Он невольно заулыбался. Рядом с цветочным ларьком суетился бойкий парень в спортивном костюме, ловко выкидывая из-под широкой ладони три карты с подогнутыми краями. Лет десять, с тех пор, как интернет показал все нюансы подобных афер широкой публике, никто не видел ни наперсточников, ни этих умельцев с двумя валетами и пиковой дамой.
Бизнес у пацана, явно, не шел. Хотя народу вокруг собралось немало, это были в основном, мужчины средних лет, подошедшие взглянуть на ностальгический привет из нескучной молодости девяностых. Они курили, переговаривались, но играть не соглашались, покачивая головами и снисходительно ухмыляясь на бодренькие «зарифмушки» оптимистичного «каталы». Молодежь, тоже, присутствовала, но стояла в отдалении, некоторые снимали на телефоны.
— Красавица, — вцепился молодой предприниматель в подошедшую зрительницу, — попробуй просто так, я за пробу денег не беру.
Девушка смотрела на карты, порхавшие над раскладным столиком, накручивая на палец отливающий темным золотом локон. Молча тронула карту слева.
— Ай, какая хитрая! — заорал воодушевленный банкир, открывая даму — вот, такие девушки нас и разоряют!
— Выигрыш-то отдай, жлобяра, — крикнул кто-то из мужиков.
— Не могу, ребятушки, не могу. Все по-честному: банк рвет, кто ставит рублики, а кто не ставит — дырку от бублика. Глазастая, поставь мелочишку на любую картишку! Все свидетели — я утраиваю любую ставку. Тройные доходы! Все для народа!
Гера подумал, что c бежевыми туфлями-лодочками и бриджами из тонкой синей джинсы, майка not pink не сочетается.

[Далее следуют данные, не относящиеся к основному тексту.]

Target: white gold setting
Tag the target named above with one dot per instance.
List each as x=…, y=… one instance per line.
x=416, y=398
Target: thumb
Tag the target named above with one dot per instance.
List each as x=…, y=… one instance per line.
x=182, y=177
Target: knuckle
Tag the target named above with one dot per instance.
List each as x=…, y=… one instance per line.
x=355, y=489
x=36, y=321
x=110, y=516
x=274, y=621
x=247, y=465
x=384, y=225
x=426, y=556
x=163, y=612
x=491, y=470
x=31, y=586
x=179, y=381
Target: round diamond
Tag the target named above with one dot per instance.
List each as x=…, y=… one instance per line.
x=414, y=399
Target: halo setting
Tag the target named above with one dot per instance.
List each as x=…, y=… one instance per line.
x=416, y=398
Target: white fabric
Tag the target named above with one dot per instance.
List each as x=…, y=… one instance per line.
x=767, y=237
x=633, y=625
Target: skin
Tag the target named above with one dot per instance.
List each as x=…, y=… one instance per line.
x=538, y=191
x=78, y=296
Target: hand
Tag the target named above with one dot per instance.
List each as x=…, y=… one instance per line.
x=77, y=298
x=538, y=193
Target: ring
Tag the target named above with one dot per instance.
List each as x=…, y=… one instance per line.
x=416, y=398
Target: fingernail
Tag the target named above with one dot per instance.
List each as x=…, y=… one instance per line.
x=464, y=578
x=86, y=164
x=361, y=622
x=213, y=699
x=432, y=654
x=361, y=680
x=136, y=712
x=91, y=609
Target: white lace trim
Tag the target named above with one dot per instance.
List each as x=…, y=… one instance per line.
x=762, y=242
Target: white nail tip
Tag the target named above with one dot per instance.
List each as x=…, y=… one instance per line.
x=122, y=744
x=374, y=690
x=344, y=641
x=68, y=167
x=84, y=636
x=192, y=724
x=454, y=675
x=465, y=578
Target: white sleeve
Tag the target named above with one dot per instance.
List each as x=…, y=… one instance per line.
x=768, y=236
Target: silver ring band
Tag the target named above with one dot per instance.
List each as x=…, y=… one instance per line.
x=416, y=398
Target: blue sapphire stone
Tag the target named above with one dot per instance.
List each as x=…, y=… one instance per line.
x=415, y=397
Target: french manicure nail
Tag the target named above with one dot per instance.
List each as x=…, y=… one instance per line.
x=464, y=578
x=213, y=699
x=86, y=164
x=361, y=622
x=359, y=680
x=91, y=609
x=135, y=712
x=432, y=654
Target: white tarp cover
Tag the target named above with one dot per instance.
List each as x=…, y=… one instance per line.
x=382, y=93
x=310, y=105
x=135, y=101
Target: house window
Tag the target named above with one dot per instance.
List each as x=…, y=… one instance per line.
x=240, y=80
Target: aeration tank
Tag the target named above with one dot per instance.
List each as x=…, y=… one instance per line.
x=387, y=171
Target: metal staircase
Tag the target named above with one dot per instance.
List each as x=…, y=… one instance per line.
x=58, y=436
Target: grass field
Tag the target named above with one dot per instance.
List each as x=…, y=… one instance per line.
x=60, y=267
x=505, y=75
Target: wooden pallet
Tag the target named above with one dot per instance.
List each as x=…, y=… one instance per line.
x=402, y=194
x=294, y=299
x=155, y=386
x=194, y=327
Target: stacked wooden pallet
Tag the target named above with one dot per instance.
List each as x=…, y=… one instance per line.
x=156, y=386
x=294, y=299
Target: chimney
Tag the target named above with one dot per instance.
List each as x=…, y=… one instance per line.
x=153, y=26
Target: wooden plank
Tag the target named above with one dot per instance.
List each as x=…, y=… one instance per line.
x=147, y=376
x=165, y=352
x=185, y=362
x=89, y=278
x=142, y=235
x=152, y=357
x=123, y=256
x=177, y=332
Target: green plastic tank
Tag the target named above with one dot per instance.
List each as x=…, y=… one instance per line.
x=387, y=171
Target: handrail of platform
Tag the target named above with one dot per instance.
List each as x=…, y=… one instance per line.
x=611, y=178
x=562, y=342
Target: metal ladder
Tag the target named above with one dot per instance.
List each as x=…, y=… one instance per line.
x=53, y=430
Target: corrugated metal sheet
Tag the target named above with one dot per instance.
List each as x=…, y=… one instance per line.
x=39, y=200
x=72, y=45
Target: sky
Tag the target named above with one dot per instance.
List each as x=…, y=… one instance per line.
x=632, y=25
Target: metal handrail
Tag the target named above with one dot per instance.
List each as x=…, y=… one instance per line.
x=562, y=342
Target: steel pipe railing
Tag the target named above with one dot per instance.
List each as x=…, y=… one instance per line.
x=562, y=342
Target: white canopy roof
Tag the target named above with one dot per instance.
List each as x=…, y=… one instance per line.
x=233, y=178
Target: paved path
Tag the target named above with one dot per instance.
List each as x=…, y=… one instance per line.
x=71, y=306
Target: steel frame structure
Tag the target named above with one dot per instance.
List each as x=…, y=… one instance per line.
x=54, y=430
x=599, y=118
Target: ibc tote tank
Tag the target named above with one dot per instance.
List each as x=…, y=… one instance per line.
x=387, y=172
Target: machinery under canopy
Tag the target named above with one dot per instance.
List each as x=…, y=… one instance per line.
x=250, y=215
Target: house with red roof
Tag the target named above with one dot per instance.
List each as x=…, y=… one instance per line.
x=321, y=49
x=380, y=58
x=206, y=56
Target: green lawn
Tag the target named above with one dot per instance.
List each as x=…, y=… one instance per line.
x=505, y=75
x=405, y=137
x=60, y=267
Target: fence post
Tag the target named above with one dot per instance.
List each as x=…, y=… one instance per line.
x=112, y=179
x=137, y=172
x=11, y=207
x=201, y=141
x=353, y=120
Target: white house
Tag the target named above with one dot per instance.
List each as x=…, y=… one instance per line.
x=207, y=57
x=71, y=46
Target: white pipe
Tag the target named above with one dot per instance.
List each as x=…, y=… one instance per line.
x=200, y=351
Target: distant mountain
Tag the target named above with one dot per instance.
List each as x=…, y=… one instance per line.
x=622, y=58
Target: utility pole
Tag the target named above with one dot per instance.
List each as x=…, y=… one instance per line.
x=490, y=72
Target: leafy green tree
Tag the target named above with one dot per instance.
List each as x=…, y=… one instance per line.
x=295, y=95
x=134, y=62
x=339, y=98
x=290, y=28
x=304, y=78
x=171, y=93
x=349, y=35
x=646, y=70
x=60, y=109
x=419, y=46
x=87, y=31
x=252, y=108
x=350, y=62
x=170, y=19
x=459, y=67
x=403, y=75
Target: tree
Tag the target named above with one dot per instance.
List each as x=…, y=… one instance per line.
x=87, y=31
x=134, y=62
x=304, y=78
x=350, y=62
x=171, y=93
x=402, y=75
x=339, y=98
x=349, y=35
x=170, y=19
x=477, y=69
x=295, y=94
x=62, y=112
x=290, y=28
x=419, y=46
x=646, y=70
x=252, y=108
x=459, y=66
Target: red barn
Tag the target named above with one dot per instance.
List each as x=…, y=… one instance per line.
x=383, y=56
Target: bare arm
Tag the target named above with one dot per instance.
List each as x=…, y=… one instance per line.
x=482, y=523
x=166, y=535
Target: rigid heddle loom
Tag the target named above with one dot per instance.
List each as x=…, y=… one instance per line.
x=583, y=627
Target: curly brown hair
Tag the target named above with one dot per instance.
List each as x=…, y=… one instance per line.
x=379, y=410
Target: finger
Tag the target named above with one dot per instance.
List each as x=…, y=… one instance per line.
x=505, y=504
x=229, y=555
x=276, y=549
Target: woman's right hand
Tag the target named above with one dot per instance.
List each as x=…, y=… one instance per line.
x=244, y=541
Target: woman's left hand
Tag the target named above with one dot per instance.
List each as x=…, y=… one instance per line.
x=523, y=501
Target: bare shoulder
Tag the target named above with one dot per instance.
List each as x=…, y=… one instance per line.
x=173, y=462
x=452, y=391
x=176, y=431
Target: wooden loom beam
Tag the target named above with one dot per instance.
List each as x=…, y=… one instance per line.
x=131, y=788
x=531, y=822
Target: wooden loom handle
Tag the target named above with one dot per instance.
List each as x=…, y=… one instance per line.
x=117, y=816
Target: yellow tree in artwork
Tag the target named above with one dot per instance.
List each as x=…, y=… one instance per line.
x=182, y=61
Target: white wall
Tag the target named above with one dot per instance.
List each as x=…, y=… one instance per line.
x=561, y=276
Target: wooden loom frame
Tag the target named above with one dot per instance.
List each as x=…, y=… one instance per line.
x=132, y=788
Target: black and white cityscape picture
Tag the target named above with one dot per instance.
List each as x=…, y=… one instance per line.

Тут идеально подошел бы китайский розовый, но тогда пришлось бы красить волосы на пару тонов темнее, а так…, может лососевый попробовать…
— Кой черт понес меня за маслом в самое пекло?! Сходил бы вечером, не горело! Нееет, поперся, как дурак, — шипел он, аккуратно раздвигая плечом мужиков, оживившихся в предчувствии игры.
— Привет, Анна Андреевна! Не по мою ли душу вы сюда пожаловали?
Девушка вздрогнула, но узнала сразу.
— Нее, Герасим, — улыбнулась она, — Михайлович, по своим делам.